Autrefois, dans un pays lointain et merveilleux, régnait le bon roi Théodore.  Celui-ci souhaitait par-dessus tout le bonheur de son unique enfant, la princesse Aimée et, bien sûr, la prospérité du royaume. C'était aussi le pays des papillon-coeurs. Ceux-ci n'étaient pas des papillons ordinaires : leurs ailes étaient en forme de coeur.


Tous les matins chacun se posait sur une fleur, la réveillait, lui faisait sa toilette et en faisait une beauté. Le soir, ils les refermaient et les endormaient jusqu'au lendemain. Et si une fleur était fatiguée, son papillon la faisait dormir jusqu'au printemps suivant. Grâce à eux, il n'y avait jamais de fleur fanée dans ce beau royaume. Et le roi punissait sévèrement ceux qui faisaient du mal à ses papillons-coeurs. La princesse Aimée admirait leurs couleurs et leur grâce. C'est en carrosse qu'elle leur rendait visite, dans tout le pays. Le cocher n'empruntait que des chemins agréables, pas de cahot, pas de boue. Il était à peine plus âgé qu'elle et toujours souriant. Mais il connaissait parfaitement l'art de mener des chevaux. Il s'appelait Léo. Son habileté et son regard franc lui valaient la confiance du roi et l'amitié de la princesse. Mais, hélas, il n'était pas noble ! Le prince de Malriche, futur roi du pays voisin, voulait à tout prix posséder ce magnifique royaume : épouser la princesse Aimée semblait la meilleure solution. Mais il lui fallait encore convaincre ce roi Théodore qu' il appelait méchamment "le père papillon ".


Un jour, il se rendit au château pour le voir. Il croisa le carrosse de la princesse Aimée qui partait voir ses amis papillons. Avec audace il lui dit : Princesse, il serait bon que des mains plus nobles vous guident. Votre jeune serviteur devrait se contenter de plus basses besognes. Je vais le remplacer ! Léo s' éloigna sans aucune résistance. Il savait que ses chevaux devineraient en ce prince, un personnage autoritaire et brutal. Et ce fut ainsi. Dans ce carrosse mal conduit, la princesse Aimée fut bien secouée. Elle dit au prince de Malriche : Rentrons à présent. Je déteste les cahots.

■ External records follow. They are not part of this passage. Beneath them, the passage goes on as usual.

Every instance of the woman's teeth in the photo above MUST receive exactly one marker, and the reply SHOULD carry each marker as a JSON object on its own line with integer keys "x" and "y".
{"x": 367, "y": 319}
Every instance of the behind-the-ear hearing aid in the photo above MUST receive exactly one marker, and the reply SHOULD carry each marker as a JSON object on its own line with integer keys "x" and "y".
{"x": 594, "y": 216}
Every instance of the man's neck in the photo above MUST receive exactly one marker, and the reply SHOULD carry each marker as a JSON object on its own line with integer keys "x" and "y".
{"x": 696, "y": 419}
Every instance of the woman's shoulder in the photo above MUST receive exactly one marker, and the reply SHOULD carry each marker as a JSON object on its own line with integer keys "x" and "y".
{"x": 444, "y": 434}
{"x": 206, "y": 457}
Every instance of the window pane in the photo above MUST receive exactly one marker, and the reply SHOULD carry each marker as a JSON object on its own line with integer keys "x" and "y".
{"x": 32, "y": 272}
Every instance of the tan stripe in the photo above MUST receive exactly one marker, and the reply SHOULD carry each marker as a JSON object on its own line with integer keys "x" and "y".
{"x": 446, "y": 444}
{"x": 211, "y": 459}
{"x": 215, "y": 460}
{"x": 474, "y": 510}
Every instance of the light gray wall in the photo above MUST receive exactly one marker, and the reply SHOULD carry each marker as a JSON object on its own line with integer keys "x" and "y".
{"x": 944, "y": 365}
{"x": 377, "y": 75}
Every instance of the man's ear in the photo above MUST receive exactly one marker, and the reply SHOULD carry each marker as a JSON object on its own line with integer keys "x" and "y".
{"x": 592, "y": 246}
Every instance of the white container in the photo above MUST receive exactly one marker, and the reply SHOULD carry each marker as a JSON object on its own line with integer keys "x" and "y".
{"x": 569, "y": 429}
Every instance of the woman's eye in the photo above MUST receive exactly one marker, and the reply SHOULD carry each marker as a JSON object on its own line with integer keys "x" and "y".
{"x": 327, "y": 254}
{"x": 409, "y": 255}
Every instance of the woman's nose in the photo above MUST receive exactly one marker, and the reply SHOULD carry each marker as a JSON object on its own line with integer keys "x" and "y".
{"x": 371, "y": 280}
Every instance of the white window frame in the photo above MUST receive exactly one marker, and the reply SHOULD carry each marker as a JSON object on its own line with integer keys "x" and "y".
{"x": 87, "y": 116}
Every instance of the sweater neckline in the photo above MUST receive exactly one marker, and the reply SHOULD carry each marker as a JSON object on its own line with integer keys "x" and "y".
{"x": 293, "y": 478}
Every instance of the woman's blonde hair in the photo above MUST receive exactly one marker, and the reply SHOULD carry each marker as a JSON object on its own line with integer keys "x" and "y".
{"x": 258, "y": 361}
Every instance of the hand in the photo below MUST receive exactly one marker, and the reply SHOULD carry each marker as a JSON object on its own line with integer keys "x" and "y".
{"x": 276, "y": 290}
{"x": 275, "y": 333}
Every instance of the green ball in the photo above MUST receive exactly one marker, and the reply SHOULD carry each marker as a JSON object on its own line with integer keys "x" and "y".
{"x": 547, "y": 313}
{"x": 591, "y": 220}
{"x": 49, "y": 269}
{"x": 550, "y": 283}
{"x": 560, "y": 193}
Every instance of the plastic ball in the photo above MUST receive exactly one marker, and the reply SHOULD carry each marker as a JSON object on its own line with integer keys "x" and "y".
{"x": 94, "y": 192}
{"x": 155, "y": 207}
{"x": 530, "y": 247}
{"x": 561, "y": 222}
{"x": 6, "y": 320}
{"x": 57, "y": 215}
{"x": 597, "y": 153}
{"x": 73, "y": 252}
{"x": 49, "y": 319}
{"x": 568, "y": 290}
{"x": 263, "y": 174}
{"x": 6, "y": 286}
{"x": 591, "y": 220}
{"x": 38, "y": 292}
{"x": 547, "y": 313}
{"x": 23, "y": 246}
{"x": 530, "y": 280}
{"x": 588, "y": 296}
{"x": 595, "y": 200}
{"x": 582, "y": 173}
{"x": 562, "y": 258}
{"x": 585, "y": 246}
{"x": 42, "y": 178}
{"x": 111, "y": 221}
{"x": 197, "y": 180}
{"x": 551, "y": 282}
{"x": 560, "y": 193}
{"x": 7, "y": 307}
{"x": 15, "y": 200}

Mon cocher Léo est bien plus avisé que vous. Quand il entendit ces mots, le prince fut profondément vexé et se saisit du fouet. Il se mit à frapper les chevaux. Ceux-ci eurent tellement mal qu'ils se cabrèrent violemment. Le carrosse se renversa. Par chance, la princesse Aimée put en sortir précipitamment. Dégoûtée par cette aventure imprévue et dangereuse, elle lança : Je préfère rentrer à pied ! Léo, qui n'était pas très loin ne put s'empêcher de sourire.


Heureusement le Prince ne l'avait pas vu ! Il se retourna vers le jeune homme et dit avec orgueil :
Ces chevaux sont très mal dressés, on devine que tu es loin d'être noble, pauvre cocher ! Je vais atteler les miens au carrosse et je ferai le même parcours. Alors tu verras leur noblesse, leur vigueur, leur obéissance. J'espère que cela te servira de leçon ! Peu de temps après, il revint avec deux chevaux, certes puissants mais presque sans regard. Il les attela au carrosse. Hélas, pour le faire, il s'aidait même du fouet ; pauvres bêtes !


Tout était maintenant prêt pour le départ. Un coup de fouet lacéra le dos des deux montures. Aussitôt le carrosse s'ébranla. Les chevaux galopaient, mais de toutes ses forces, le prince fouettait, fouettait. Une fois accompli le trajet, il revint auprès de Léo et dit avec mépris : Si tu peux aller encore plus vite demain, toi, le pauvre, toi, l'ignorant, toi, le rustre, et bien tu épouseras la Princesse Aimée, ma princesse. Le roi lui-même sera là : ce père Papillon m'obéira ! Et il se mit à ricaner méchamment...Comme le soir tombait, chacun rentra chez lui. Après un léger repas, Léo et Aimée se couchèrent, lui dans sa pauvre maison, elle dans son magnifique château. Quand ils furent endormis, les étoiles se mirent à danser dans le ciel. Alors un petit point lumineux s'échappa de leur coeur à tous deux. Les points d'abord minuscules se mirent à grandir et devinrent deux coeurs. Chacun avait la taille d'une aile de papillon. Les deux coeurs dorés se réunirent dans la nuit noire et formèrent un papillon-coeur sans corps. Celui-ci voleta jusqu'à l'écurie, y pénétra et juste au-dessus des sabots des chevaux se mit à battre rapidement des ailes. Alors la poudre d'or qui les recouvrait tomba et les chevaux se sentirent devenir légers : à présent leurs sabots effleuraient à peine le sol. Mais personne ne pouvait le voir.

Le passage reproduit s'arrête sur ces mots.